Option	Default	Description
`--num-sessions`	5	Number of user sessions to simulate
`--results-dir`	`results/`	Directory to write JSON results
`-k`	(all)	pytest filter to run specific scenarios

Note: High --num-sessions values (25+) require substantial system resources since each session spawns a separate Playwright browser process.
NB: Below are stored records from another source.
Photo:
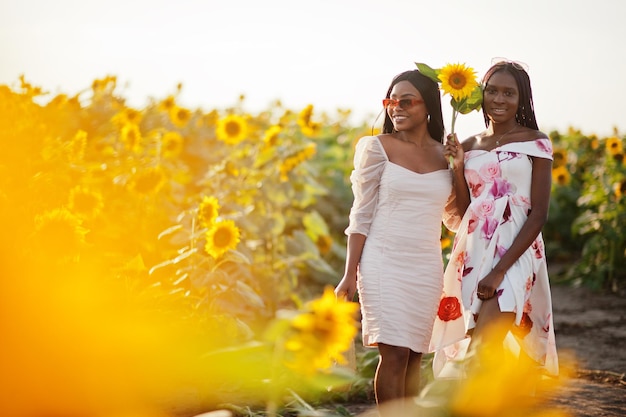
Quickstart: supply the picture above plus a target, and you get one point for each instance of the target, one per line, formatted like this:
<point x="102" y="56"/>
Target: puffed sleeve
<point x="369" y="162"/>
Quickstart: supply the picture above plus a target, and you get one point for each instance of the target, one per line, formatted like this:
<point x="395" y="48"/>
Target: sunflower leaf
<point x="468" y="104"/>
<point x="431" y="73"/>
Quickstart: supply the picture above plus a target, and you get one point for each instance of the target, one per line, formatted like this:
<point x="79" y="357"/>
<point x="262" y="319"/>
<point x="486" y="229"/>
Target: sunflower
<point x="614" y="146"/>
<point x="208" y="210"/>
<point x="222" y="237"/>
<point x="171" y="144"/>
<point x="180" y="116"/>
<point x="78" y="145"/>
<point x="149" y="180"/>
<point x="167" y="104"/>
<point x="559" y="157"/>
<point x="457" y="80"/>
<point x="270" y="138"/>
<point x="322" y="333"/>
<point x="620" y="189"/>
<point x="59" y="233"/>
<point x="131" y="137"/>
<point x="85" y="203"/>
<point x="127" y="115"/>
<point x="324" y="243"/>
<point x="232" y="129"/>
<point x="561" y="176"/>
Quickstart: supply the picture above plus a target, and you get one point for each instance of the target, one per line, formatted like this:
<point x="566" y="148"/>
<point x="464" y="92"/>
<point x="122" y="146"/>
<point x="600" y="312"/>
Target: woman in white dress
<point x="401" y="184"/>
<point x="498" y="266"/>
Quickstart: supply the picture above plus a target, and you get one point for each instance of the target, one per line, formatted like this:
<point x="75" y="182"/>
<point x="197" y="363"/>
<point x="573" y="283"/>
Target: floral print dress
<point x="499" y="182"/>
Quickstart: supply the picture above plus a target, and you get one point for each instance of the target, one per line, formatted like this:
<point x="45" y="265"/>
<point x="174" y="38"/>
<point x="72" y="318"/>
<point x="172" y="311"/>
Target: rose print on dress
<point x="449" y="309"/>
<point x="475" y="183"/>
<point x="544" y="145"/>
<point x="501" y="187"/>
<point x="538" y="249"/>
<point x="489" y="227"/>
<point x="485" y="208"/>
<point x="490" y="171"/>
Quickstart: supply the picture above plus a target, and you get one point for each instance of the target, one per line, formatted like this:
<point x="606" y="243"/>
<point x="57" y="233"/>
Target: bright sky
<point x="329" y="53"/>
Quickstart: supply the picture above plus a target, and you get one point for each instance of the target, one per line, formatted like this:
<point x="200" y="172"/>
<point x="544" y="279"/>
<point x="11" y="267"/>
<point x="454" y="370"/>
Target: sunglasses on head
<point x="404" y="103"/>
<point x="521" y="66"/>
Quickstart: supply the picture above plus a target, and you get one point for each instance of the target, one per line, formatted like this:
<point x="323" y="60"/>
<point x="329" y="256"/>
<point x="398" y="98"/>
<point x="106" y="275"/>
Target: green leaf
<point x="468" y="104"/>
<point x="431" y="73"/>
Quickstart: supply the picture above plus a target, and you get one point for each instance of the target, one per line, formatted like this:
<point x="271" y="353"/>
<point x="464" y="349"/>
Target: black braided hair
<point x="432" y="99"/>
<point x="525" y="115"/>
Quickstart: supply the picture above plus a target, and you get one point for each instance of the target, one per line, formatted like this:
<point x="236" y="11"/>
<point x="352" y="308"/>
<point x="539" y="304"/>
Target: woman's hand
<point x="452" y="148"/>
<point x="488" y="286"/>
<point x="346" y="289"/>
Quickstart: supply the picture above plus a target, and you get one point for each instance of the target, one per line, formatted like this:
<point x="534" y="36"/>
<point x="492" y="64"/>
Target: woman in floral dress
<point x="497" y="273"/>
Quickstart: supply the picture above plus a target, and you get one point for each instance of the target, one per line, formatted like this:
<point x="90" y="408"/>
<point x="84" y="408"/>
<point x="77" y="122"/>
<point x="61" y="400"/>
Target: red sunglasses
<point x="404" y="103"/>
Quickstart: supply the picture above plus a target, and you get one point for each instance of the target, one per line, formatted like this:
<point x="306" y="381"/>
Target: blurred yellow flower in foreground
<point x="180" y="116"/>
<point x="59" y="234"/>
<point x="171" y="144"/>
<point x="222" y="237"/>
<point x="561" y="176"/>
<point x="130" y="136"/>
<point x="498" y="383"/>
<point x="614" y="146"/>
<point x="208" y="210"/>
<point x="232" y="129"/>
<point x="322" y="333"/>
<point x="84" y="202"/>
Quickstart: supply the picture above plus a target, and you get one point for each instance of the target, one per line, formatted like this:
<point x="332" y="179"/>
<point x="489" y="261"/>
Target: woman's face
<point x="501" y="97"/>
<point x="407" y="108"/>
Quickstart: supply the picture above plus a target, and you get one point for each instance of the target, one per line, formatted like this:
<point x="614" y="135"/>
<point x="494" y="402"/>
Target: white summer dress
<point x="499" y="182"/>
<point x="400" y="276"/>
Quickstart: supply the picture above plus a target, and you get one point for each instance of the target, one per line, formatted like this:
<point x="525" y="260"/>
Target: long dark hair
<point x="525" y="115"/>
<point x="432" y="99"/>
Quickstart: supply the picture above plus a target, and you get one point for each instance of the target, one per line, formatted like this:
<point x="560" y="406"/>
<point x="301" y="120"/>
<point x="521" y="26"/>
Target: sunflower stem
<point x="451" y="158"/>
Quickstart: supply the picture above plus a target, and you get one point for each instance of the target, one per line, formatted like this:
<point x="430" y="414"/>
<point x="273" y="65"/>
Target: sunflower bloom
<point x="324" y="244"/>
<point x="171" y="144"/>
<point x="59" y="233"/>
<point x="322" y="333"/>
<point x="208" y="210"/>
<point x="149" y="180"/>
<point x="85" y="203"/>
<point x="270" y="139"/>
<point x="78" y="145"/>
<point x="614" y="146"/>
<point x="131" y="137"/>
<point x="126" y="116"/>
<point x="167" y="104"/>
<point x="232" y="129"/>
<point x="222" y="237"/>
<point x="561" y="176"/>
<point x="180" y="116"/>
<point x="458" y="80"/>
<point x="290" y="163"/>
<point x="559" y="158"/>
<point x="620" y="189"/>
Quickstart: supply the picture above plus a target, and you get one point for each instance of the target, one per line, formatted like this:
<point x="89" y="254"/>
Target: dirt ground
<point x="590" y="329"/>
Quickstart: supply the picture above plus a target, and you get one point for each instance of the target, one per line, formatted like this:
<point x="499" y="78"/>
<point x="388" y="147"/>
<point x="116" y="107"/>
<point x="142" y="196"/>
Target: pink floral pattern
<point x="499" y="183"/>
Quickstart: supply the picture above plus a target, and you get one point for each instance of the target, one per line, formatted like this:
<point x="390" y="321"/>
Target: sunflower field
<point x="159" y="256"/>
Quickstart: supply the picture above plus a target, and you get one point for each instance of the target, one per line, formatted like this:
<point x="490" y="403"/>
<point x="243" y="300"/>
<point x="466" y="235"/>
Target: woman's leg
<point x="390" y="379"/>
<point x="492" y="325"/>
<point x="412" y="384"/>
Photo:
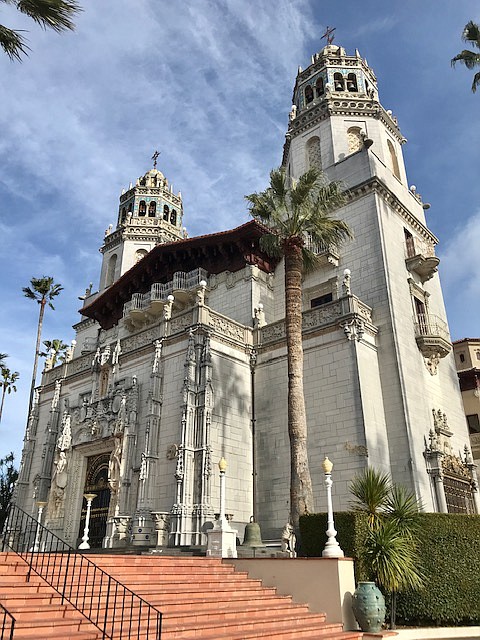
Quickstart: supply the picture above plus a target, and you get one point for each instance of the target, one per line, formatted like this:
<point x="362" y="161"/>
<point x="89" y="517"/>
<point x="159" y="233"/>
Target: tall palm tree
<point x="51" y="14"/>
<point x="7" y="382"/>
<point x="470" y="59"/>
<point x="56" y="349"/>
<point x="43" y="290"/>
<point x="294" y="212"/>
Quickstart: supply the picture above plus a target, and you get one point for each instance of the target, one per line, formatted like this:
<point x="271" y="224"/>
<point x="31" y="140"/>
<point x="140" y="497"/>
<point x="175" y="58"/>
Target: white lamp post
<point x="36" y="545"/>
<point x="332" y="548"/>
<point x="89" y="497"/>
<point x="222" y="539"/>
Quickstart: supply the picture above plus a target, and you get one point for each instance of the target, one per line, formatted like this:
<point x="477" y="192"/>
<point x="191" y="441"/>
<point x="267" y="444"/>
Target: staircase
<point x="200" y="598"/>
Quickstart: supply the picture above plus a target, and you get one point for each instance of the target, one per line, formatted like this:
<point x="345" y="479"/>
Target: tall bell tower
<point x="149" y="213"/>
<point x="336" y="112"/>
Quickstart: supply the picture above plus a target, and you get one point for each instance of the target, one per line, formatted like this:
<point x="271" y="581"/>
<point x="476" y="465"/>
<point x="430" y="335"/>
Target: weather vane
<point x="154" y="158"/>
<point x="329" y="34"/>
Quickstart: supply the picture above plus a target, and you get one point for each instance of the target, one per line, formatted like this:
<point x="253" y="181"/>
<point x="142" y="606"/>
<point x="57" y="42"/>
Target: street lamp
<point x="332" y="548"/>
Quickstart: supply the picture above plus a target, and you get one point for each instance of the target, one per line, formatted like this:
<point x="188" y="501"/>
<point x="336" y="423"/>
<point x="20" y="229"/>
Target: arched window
<point x="112" y="265"/>
<point x="319" y="86"/>
<point x="339" y="82"/>
<point x="393" y="159"/>
<point x="139" y="254"/>
<point x="355" y="140"/>
<point x="352" y="82"/>
<point x="314" y="158"/>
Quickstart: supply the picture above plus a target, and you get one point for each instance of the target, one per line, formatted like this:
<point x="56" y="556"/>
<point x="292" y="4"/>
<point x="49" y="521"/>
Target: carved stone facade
<point x="182" y="360"/>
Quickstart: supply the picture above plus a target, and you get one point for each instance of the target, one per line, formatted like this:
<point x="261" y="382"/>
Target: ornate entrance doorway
<point x="96" y="482"/>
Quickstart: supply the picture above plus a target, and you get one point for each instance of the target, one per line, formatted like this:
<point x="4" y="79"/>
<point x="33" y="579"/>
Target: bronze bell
<point x="253" y="536"/>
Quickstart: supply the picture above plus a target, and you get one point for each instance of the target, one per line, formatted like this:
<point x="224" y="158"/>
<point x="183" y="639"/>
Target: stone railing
<point x="327" y="314"/>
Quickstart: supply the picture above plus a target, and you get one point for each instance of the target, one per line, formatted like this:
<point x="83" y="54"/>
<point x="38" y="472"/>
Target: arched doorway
<point x="96" y="481"/>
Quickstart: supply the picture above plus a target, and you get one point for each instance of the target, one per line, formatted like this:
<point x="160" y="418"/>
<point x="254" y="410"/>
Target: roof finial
<point x="329" y="34"/>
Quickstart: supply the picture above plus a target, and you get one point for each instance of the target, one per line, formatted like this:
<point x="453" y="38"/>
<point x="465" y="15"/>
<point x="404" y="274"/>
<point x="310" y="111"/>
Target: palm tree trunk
<point x="301" y="493"/>
<point x="43" y="302"/>
<point x="3" y="400"/>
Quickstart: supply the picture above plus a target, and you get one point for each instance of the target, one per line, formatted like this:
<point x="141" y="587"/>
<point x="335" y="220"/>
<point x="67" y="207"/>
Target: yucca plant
<point x="390" y="553"/>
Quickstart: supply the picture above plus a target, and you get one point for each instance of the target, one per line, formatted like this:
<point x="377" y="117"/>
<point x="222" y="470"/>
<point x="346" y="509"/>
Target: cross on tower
<point x="329" y="34"/>
<point x="154" y="158"/>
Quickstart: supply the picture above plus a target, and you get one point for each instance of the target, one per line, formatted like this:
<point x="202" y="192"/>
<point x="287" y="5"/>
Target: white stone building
<point x="180" y="357"/>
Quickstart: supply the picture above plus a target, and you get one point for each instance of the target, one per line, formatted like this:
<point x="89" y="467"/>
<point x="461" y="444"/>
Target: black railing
<point x="116" y="610"/>
<point x="7" y="623"/>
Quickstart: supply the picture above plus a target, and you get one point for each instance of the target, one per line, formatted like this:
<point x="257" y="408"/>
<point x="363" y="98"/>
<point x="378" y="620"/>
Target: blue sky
<point x="209" y="83"/>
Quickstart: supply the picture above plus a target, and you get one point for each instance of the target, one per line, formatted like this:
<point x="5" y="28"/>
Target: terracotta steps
<point x="200" y="599"/>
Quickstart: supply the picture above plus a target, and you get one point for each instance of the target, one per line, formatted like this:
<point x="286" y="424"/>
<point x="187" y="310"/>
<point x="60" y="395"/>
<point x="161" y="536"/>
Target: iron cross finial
<point x="329" y="34"/>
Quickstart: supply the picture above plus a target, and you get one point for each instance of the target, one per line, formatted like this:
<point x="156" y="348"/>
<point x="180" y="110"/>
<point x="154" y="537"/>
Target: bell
<point x="253" y="536"/>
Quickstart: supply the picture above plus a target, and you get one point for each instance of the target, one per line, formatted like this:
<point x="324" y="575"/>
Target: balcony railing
<point x="182" y="281"/>
<point x="431" y="334"/>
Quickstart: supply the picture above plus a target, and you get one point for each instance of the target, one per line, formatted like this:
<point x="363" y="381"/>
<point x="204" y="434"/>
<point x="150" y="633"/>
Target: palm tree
<point x="51" y="14"/>
<point x="55" y="349"/>
<point x="391" y="548"/>
<point x="7" y="382"/>
<point x="43" y="290"/>
<point x="470" y="59"/>
<point x="293" y="212"/>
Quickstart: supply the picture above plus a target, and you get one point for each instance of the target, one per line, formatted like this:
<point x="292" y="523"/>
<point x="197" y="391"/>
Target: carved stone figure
<point x="289" y="540"/>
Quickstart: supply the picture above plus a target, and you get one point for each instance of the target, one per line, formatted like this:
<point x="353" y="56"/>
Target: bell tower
<point x="336" y="112"/>
<point x="149" y="213"/>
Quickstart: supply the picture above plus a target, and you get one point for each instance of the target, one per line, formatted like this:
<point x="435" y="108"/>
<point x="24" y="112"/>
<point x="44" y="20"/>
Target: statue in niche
<point x="289" y="540"/>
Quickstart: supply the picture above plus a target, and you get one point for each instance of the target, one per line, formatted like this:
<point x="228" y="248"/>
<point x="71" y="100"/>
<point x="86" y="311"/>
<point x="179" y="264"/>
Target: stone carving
<point x="289" y="540"/>
<point x="354" y="329"/>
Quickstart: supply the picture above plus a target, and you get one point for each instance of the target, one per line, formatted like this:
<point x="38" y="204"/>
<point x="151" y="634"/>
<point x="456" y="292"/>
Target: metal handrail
<point x="7" y="623"/>
<point x="80" y="581"/>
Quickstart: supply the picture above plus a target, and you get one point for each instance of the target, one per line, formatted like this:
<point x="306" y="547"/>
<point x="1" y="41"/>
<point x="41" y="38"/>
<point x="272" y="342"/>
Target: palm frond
<point x="52" y="14"/>
<point x="13" y="43"/>
<point x="471" y="33"/>
<point x="469" y="58"/>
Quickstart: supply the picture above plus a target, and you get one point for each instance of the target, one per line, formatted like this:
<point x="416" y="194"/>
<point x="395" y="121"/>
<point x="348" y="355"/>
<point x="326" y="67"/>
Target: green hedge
<point x="450" y="561"/>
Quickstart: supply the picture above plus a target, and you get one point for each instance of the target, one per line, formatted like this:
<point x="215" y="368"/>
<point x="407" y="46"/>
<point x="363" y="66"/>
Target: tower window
<point x="352" y="82"/>
<point x="112" y="264"/>
<point x="325" y="299"/>
<point x="314" y="158"/>
<point x="393" y="159"/>
<point x="410" y="244"/>
<point x="355" y="140"/>
<point x="338" y="82"/>
<point x="319" y="86"/>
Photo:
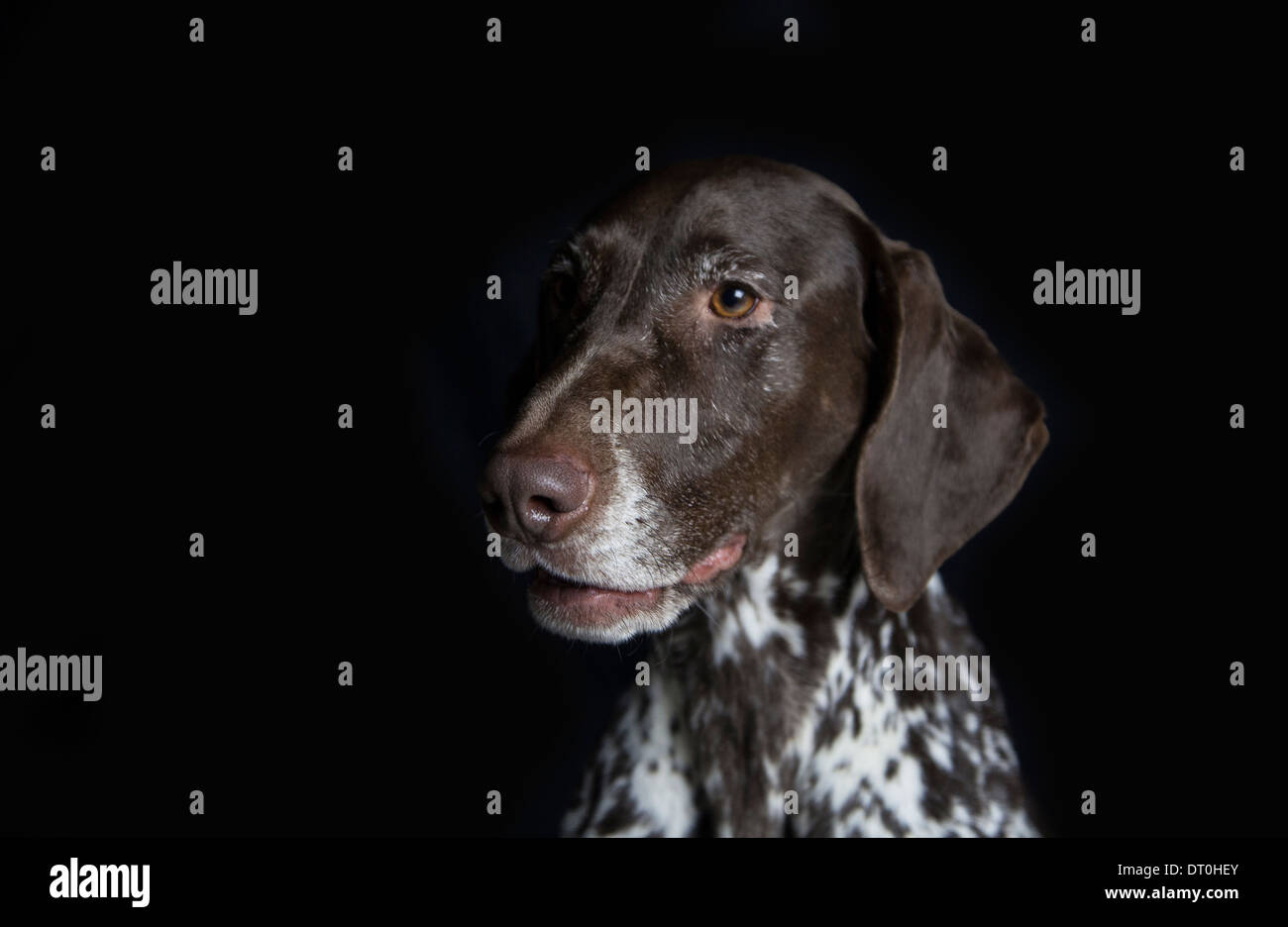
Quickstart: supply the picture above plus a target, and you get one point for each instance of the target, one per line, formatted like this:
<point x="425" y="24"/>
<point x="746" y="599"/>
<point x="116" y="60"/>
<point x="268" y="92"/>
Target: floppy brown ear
<point x="921" y="490"/>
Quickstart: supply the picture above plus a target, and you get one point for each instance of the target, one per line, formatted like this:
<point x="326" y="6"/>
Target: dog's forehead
<point x="761" y="206"/>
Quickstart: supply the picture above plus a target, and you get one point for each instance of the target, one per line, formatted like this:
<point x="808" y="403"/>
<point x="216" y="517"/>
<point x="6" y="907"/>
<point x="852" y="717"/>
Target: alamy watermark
<point x="921" y="672"/>
<point x="33" y="672"/>
<point x="645" y="416"/>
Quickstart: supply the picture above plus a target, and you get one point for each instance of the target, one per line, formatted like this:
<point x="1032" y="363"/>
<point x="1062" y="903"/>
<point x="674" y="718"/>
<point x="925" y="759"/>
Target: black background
<point x="473" y="158"/>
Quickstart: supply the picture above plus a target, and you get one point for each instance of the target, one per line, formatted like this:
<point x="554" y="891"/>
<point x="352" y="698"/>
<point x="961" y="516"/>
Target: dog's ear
<point x="928" y="477"/>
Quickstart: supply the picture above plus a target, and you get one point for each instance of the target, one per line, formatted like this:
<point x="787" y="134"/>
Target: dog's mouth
<point x="579" y="604"/>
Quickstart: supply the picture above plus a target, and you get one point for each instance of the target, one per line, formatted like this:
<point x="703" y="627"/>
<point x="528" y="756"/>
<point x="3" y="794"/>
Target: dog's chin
<point x="606" y="614"/>
<point x="603" y="616"/>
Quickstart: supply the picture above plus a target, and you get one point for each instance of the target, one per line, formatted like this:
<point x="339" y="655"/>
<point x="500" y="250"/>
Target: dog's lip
<point x="716" y="562"/>
<point x="558" y="586"/>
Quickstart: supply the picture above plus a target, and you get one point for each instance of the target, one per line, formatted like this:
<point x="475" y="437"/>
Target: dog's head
<point x="678" y="296"/>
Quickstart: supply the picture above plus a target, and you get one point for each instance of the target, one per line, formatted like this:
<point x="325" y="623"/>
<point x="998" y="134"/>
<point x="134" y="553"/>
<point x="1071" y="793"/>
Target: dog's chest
<point x="768" y="715"/>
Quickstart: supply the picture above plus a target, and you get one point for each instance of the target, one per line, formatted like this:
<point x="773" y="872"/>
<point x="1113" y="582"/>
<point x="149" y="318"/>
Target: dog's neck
<point x="745" y="665"/>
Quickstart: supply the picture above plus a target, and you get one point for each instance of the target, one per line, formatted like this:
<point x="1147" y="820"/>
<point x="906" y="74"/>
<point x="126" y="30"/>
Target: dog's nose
<point x="536" y="497"/>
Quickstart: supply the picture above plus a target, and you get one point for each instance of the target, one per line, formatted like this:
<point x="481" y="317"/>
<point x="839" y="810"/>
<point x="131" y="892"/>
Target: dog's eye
<point x="563" y="288"/>
<point x="733" y="300"/>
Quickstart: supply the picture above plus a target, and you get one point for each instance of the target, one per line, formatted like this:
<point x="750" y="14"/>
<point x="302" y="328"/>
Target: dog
<point x="853" y="432"/>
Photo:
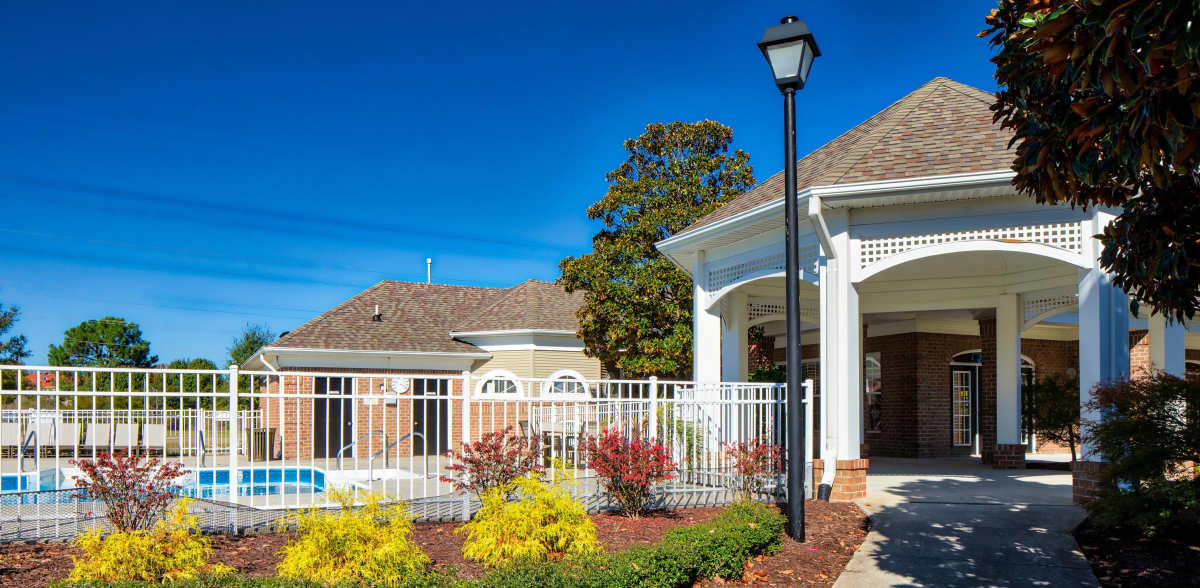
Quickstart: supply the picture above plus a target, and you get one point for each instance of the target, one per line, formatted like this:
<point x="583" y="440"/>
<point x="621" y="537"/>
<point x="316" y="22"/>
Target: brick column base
<point x="1008" y="456"/>
<point x="1086" y="480"/>
<point x="849" y="483"/>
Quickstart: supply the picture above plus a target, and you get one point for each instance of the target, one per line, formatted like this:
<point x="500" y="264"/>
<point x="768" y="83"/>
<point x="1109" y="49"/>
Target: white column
<point x="1103" y="341"/>
<point x="733" y="339"/>
<point x="1008" y="371"/>
<point x="706" y="330"/>
<point x="1167" y="346"/>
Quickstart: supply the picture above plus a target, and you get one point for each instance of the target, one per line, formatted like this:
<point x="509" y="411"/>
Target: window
<point x="498" y="383"/>
<point x="565" y="383"/>
<point x="873" y="390"/>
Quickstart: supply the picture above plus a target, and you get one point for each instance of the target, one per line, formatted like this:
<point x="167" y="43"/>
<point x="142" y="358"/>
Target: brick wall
<point x="293" y="418"/>
<point x="849" y="483"/>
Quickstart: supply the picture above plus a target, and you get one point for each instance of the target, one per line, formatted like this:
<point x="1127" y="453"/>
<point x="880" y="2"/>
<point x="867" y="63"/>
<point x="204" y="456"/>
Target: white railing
<point x="291" y="437"/>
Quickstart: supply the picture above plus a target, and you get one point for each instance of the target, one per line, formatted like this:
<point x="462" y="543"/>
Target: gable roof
<point x="942" y="127"/>
<point x="419" y="317"/>
<point x="534" y="305"/>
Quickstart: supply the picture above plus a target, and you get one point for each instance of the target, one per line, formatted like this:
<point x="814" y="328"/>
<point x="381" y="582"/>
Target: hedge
<point x="718" y="547"/>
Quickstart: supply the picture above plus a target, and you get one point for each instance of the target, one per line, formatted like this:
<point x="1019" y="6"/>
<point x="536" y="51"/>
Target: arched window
<point x="498" y="383"/>
<point x="565" y="383"/>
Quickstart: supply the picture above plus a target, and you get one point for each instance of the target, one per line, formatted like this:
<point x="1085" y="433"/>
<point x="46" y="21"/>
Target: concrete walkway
<point x="953" y="522"/>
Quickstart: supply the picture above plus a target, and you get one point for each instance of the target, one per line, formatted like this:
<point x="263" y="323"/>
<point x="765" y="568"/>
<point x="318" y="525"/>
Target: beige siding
<point x="539" y="364"/>
<point x="547" y="363"/>
<point x="519" y="361"/>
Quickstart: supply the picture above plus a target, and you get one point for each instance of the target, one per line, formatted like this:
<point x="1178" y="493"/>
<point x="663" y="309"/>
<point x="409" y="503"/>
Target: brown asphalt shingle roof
<point x="419" y="317"/>
<point x="942" y="127"/>
<point x="529" y="305"/>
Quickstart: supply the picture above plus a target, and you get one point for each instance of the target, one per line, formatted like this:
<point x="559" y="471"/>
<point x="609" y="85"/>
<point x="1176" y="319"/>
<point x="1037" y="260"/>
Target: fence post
<point x="808" y="438"/>
<point x="654" y="408"/>
<point x="466" y="436"/>
<point x="233" y="447"/>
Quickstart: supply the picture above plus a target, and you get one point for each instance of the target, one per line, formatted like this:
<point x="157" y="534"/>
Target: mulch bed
<point x="1122" y="559"/>
<point x="834" y="532"/>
The CI workflow uses 64-core runners for this reason.

Example Commands

bash

# Run only the simple app scenario with 10 sessions (from repo root)
PYTEST_ADDOPTS='--browser=chromium --num-sessions=10 -k simple_app' \
  make run-e2e-test e2e_playwright/load_testing/test_load.py

# Run dataframe and widget scenarios with 25 sessions
PYTEST_ADDOPTS='--browser=chromium --num-sessions=25 -k "dataframe_app or widget_heavy_app"' \
  make run-e2e-test e2e_playwright/load_testing/test_load.py

# Run all scenarios with 50 sessions
PYTEST_ADDOPTS='--browser=chromium --num-sessions=50' \
  make run-e2e-test e2e_playwright/load_testing/test_load.py

Results Format

Results are written as a single combined JSON file to the results directory:

json

{
  "metadata": {
    "timestamp": "2026-03-20T10:30:00Z",
    "git_sha": "abc123",
    "git_branch": "feature/starlette",
    "runner": "local"
  },
  "scenarios": [
    {
      "scenario": "simple_app",
      "concurrent_users": 50,
      "server_metrics": {
        "memory_rss_mb_start": 85.2,
        "memory_rss_mb_end": 142.8,
        "memory_rss_mb_peak": 156.3,
        "memory_rss_mb_growth": 57.6,
        "memory_rss_mb_avg": 110.5,
        "cpu_percent_avg": 34.2,
        "cpu_percent_peak": 89.1,
        "thread_count_max": 12,
        "sample_count": 60
      },
      "session_metrics": {
        "total_sessions": 50,
        "sessions_completed": 50,
        "sessions_failed": 0,
        "initial_load_time_ms": {
          "min": 234,
          "max": 1823,
          "mean": 542,
          "p50": 498,
          "p95": 1245,
          "p99": 1756
        }
      },
      "duration_seconds": 45.2
    }
  ]
}

Generating Reports

After running tests, generate a markdown summary (from the repo root):

bash

uv run python e2e_playwright/load_testing/generate_report.py \
    --results-dir=e2e_playwright/load_testing/results \
    --output=e2e_playwright/load_testing/results/summary.md

Directory Structure

e2e_playwright/load_testing/
├── __init__.py
├── conftest.py              # Load test fixtures
├── metrics_collector.py     # psutil-based server metrics
├── test_load.py             # Main load test suite
├── worker.py                # Per-session interaction logic
├── generate_report.py       # Results aggregation
├── scenarios/
│   ├── __init__.py
│   ├── simple_app.py        # Minimal baseline app
│   ├── dataframe_app.py     # Large dataframes
│   ├── widget_heavy_app.py  # Many widgets
│   ├── caching_app.py       # @st.cache_data patterns
│   ├── fragment_app.py      # @st.fragment patterns
│   └── many_messages_app.py # Many forward messages
├── results/                 # Test output (gitignored)
└── README.md                # This file

Extending the Framework

Adding New Scenarios

Create a new Streamlit app in scenarios/
Add an interaction function in worker.py (prefixed with _)
Register the function in _INTERACTION_FNS dict in worker.py
Add a new ScenarioConfig entry to _SCENARIOS in test_load.py

Custom Metrics

Extend MetricsCollector in metrics_collector.py to collect additional psutil data (disk I/O, network, etc.).